Tuesday, December 12, 2006

Can Hank and Ben fix the world?

With the dollar sliding, and Treasury Secretary Hank Paulson and Fed Chairman Ben Bernanke on their way to China, more attention than usual is being paid to "global macroeconomic imbalances."

In the Washington Post, Sebastian Mallaby ponders whether world trade rules should limit the ability of countries to promote exports by keeping their currencies undervalued and Robert Samuelson looks at the unique role of the US dollar. The Economist argues that our fixation on China is misdirected.

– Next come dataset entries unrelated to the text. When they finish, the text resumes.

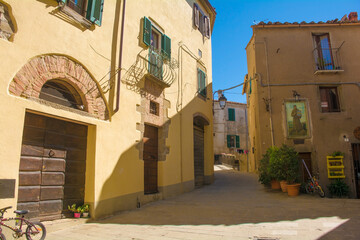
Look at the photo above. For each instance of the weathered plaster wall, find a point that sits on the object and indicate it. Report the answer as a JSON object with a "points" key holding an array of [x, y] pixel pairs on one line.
{"points": [[114, 174], [285, 55]]}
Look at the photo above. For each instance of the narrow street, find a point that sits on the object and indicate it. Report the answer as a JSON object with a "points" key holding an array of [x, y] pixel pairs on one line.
{"points": [[236, 206]]}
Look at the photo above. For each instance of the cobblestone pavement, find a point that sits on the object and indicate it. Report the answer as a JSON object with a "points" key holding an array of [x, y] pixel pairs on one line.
{"points": [[236, 206]]}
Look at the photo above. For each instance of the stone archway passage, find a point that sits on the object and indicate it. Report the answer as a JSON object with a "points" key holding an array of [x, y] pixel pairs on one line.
{"points": [[29, 80]]}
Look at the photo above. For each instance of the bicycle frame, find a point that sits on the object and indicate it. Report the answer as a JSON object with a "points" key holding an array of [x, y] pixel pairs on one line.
{"points": [[18, 227]]}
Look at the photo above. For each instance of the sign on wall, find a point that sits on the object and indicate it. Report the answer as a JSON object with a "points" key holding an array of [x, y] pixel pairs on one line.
{"points": [[297, 123]]}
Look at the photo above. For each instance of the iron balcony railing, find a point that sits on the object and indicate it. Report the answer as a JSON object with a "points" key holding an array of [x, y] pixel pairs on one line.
{"points": [[327, 59], [152, 63]]}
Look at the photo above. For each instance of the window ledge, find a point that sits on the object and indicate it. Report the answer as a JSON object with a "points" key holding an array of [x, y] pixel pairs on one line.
{"points": [[75, 16], [328, 71]]}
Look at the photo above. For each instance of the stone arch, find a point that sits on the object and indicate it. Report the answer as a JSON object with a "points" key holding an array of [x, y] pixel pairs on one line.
{"points": [[29, 80]]}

A quick refresher on the relevant economics: A country's net exports are the difference between its national savings and investment - the large US trade deficit implies that national saving insufficient to finance domestic investment, while China and the oil exporters are saving more than they are investing domestically. Their "excess" saving flows to finance US investment. The surplus countries receive financial I.O.U.s (Treasury Bonds, Stocks, etc...) in return for the goods they send us.
If a government is intervening to keep its currency "undervalued" relative to its market equilibrium price there will be excess demand. The government sells its currency to meet the excess demand, thereby accumulating reserves (e.g. China is depressing the value of the Yuan by selling it cheaply for dollars, in doing so it is piling up a massive hoard of dollars). In the short run, a cheaper currency may increase exports by making them less expensive to foreigners.